Die Zentralbank von Brasilien wird eine umfassende neue Bestimmung erlassen, die virtuelle Asset-Dienstleister dazu verpflichtet, bestimmte erforderliche Daten zu melden, und präzise die Informationen definiert, die diese Unternehmen offenlegen müssen. Die neue regulatorische Anweisung zielt darauf ab, die Compliance-Mechanismen für den aufkommenden digitalen Asset-Bereich zu standardisieren, wobei das Regelwerk im Februar in Kraft tritt.
Brasilien wird die regulatorischen Richtlinien für die Berichterstattung von VASP-Informationen an die Zentralbank überarbeiten.

Brasilien aktualisiert das Verfahren zur Informationsbereitstellung für VASPs
Die Fakten
Die Zentralbank von Brasilien steht kurz davor, neue Maßnahmen für virtuelle Asset-Service-Provider (VASPs) zu implementieren, um mit den neuen Regeln, die ab nächsten Februar in Kraft treten, konform zu sein.
Laut lokalen Medien wird die Zentralbank die Verfahren aktualisieren, denen VASPs folgen müssen, um diesen neuen Regeln zu entsprechen, da die neue Regelung neue Verantwortlichkeiten für VASPs in Bezug auf Maßnahmen zur Bekämpfung von Geldwäsche vorschreibt.

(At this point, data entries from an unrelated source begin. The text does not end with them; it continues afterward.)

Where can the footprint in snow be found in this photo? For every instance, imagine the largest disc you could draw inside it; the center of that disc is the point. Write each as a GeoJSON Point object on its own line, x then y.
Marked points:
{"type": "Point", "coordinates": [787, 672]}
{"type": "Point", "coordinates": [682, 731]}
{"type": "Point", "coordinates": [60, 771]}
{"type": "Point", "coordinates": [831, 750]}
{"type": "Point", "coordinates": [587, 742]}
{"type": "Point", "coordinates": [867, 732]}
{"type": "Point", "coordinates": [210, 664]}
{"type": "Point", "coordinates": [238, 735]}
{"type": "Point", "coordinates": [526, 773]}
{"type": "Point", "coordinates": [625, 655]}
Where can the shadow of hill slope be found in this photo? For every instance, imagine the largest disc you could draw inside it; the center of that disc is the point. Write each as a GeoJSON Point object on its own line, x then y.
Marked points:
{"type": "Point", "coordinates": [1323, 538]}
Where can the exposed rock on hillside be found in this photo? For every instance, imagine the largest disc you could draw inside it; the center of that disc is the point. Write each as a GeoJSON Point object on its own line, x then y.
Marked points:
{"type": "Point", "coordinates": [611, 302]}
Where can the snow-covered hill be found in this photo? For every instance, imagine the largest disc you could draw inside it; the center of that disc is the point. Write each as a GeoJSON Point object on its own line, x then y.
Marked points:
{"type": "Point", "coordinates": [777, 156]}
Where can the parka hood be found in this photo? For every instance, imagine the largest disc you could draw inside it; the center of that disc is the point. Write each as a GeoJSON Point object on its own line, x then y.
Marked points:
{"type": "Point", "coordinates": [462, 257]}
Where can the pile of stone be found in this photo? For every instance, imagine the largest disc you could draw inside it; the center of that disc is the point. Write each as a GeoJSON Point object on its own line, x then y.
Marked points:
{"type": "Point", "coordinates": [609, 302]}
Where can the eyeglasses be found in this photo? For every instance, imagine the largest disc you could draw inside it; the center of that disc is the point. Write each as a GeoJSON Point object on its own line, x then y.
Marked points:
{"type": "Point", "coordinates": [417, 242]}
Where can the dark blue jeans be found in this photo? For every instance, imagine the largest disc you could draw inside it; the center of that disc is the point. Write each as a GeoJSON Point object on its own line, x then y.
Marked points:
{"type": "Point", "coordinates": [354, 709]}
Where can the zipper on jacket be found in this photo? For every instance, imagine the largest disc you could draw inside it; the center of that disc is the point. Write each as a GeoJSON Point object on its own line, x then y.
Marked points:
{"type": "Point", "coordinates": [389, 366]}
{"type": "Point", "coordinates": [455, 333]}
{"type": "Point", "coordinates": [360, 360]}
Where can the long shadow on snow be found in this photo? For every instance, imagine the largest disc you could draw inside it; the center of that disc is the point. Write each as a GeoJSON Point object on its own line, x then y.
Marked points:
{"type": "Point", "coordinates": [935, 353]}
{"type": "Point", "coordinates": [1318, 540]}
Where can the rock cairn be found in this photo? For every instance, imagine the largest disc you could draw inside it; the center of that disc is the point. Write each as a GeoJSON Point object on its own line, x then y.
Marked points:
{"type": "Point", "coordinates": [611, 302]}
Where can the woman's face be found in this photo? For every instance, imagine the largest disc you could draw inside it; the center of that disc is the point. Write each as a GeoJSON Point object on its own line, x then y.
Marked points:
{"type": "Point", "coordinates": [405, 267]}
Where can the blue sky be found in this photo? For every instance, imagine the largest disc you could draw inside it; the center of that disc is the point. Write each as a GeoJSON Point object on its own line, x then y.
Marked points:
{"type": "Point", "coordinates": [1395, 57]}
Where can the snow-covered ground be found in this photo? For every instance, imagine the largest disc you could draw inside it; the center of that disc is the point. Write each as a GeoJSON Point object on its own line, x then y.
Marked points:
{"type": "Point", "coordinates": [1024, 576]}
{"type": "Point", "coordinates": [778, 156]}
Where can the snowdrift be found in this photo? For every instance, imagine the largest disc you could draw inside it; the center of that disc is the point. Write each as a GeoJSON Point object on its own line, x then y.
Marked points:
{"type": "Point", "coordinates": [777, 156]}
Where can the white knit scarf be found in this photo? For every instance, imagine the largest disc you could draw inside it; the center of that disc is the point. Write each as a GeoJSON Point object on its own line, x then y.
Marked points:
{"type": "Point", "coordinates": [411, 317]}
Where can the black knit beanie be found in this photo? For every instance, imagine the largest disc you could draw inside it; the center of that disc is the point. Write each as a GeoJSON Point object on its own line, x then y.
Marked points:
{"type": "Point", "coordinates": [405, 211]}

Eduardo Liberato, Berater der Abteilung für Regulierung der Zentralbank, erklärte, dass diese neue Maßnahme darauf abzielt, zu standardisieren, wie diese Anbieter die relevanten Informationen an die Institution herausgeben.

In einer Rede auf der Veranstaltung “Die Zukunft der digitalen Vermögenswerte in Brasilien” erklärte er:
Ein Thema, das für alle PSAVs relevant ist, ist die Notwendigkeit, der Zentralbank systematisierte Informationen zur Verfügung zu stellen.
Darüber hinaus gab er bekannt, dass alle Kryptowährungsanbieter, die im Land tätig sind, bis zu neun Monate nach Inkrafttreten der Regeln weiter operieren können, um das plötzliche Einstellen dieser Geschäfte zu vermeiden. “Bis zum Ende der Frist können die Unternehmen normal weiterarbeiten”, erklärte er.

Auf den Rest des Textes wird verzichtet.